そう言って空を見上げると、あげはは付け足した。

「今のはほんまやねんけど、それだけちゃう。ヘレナ、ここ好きやろ。ウチ知ってる。せやからアゲハチョウだけ違うよ。ウチも来ようと思ってん。ヘレナに会えるかもって」

「あたしに…」

どう言う意味やろ。あげはがあたしに会えるかもって、どういう気持ちでやろ。ヘレナはそっとあげはの顔をを伺った。そんなヘレナの気持ちなんぞ、どこ吹く風で、あげははゴールドを抱きかかえた。

「ゴールドもヘレナに会いたかったしな!」

そして笑顔でヘレナの方を向いた。

「ヘレナ、今から一緒にCatsへ帰ろう。香苗さんびっくりするで」

「…うん」


 心の奥のおもりを一旦横に避けて、ヘレナは返事した。あげはも同様の錘を心にぶら下げているなんて思いもしなかったけど。

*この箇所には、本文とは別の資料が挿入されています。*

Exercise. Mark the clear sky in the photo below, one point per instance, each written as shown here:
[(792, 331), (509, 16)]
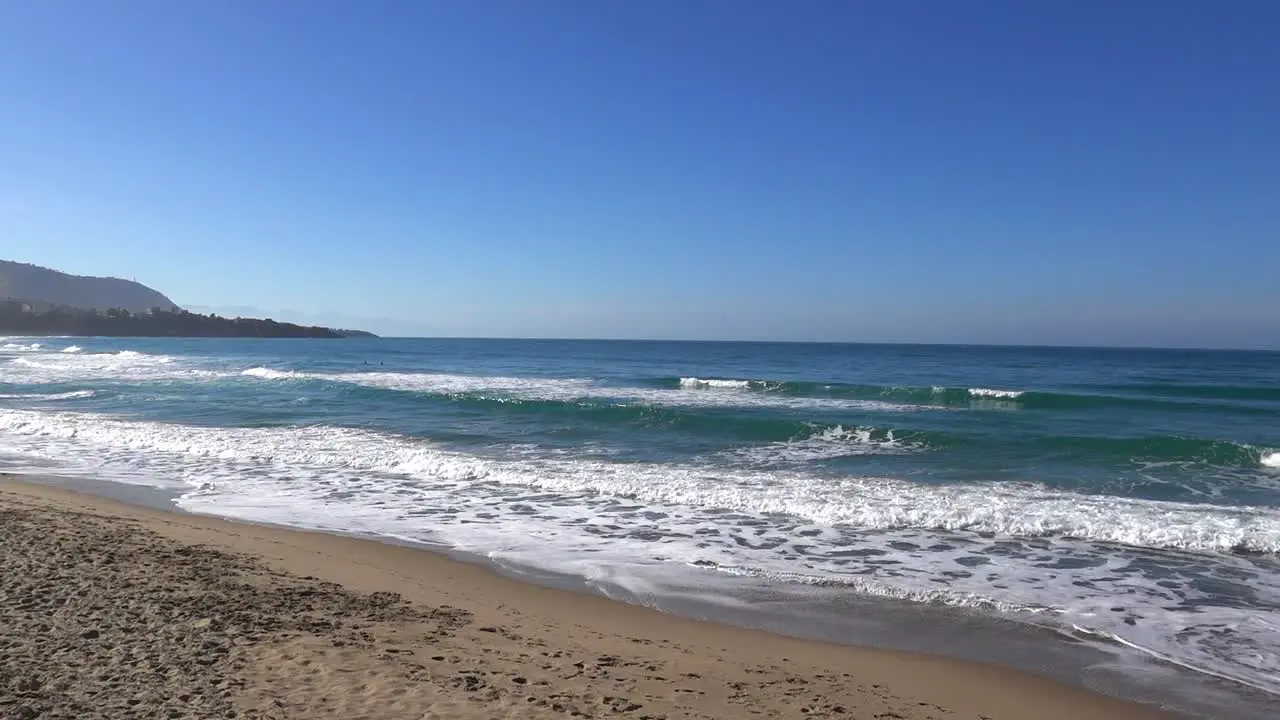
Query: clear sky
[(977, 171)]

「よし、ゴールド行くよ!帰りはヘレナが抱っこしてくれるって」

「うわー、だいぶ重くなったなー。ゴールド、雲母きらら* みたいにあたしら乗せて飛んでよー」

ゴールドは『とんでもねぇ』と言わんばかりにヘレナにしなだれかかった。

「ゴールド、めっちゃヘレナに甘えてるなあ」

「甘えても何にも出えへんよー」


 二人の中学生ははしゃいで見せた。しかし心はまだ漣のように揺れている。二人が後にした湖面にも、傾いた陽が小波に映って揺れていた。